The Link between Inflation and Equity Returns

Several studies have indeed demonstrated that in the first stage of an inflationary cycle, equities perform relatively well because the first signs of inflation are often the consequence of an improving economic backdrop. There is a lag between a pick-up in inflation and the first monetary tightening. That period can last several months up to a year. In that period, equities are genuinely in a “sweet spot” as real bond yields become negative, hence reinforcing the TINA (There Is No Alternative) for equities. In the second phase however, equity returns decline as central bankers hike interest rates above nominal economic growth and inflation, leading to positive real interest rates. In that stage, equities lose their competitive edge over fixed income investments.

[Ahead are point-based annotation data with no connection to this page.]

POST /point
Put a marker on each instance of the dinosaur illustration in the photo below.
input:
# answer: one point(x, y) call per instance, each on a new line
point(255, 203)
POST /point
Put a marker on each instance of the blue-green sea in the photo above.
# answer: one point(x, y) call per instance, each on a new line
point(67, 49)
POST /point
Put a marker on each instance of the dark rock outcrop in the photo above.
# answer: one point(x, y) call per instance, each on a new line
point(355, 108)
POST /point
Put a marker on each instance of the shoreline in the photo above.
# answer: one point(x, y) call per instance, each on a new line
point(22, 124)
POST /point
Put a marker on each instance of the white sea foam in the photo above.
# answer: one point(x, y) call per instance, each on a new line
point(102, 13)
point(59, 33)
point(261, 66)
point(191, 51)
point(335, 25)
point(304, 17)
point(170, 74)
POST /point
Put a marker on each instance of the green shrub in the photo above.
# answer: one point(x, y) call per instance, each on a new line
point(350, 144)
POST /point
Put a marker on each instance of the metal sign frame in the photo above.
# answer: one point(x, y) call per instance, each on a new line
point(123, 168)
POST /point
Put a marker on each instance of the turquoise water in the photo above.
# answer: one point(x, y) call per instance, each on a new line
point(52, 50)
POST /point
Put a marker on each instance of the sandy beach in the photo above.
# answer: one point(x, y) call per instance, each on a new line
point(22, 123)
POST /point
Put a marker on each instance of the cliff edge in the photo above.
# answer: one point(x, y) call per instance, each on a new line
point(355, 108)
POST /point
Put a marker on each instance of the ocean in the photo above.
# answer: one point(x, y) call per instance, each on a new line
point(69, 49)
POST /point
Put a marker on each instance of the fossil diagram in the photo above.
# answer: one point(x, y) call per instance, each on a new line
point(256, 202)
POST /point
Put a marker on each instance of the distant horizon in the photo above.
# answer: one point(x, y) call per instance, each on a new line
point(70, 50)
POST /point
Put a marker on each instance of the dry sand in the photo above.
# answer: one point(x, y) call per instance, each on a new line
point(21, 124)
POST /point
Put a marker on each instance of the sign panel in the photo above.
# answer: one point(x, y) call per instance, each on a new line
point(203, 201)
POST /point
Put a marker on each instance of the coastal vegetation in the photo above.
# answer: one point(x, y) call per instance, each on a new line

What can we conclude from these observations? In fact, one may conclude that a relatively benign inflation rate up to 4% is positive for equities. Beyond that level, equities tend to struggle. Also, we have seen that PE multiples (thus valuations) decrease in inflationary cycles. It is of paramount importance to look at the debt structure of companies, their pricing power, valuation and returns on tangible capital. It will become key to look for high-quality companies that are able to increase their prices beyond the inflation rate. Also, a complete absence of inflation or even deflation (the Japanese scenario) is very detrimental to corporate profits, but this is not our central scenario. Our general conclusion is that it is extremely hard to define hard and fast rules with respect to the link between inflation and equity returns. The response of individual companies will experience a very high dispersion and should therefore be taken into account in a bottom-up stock picking approach.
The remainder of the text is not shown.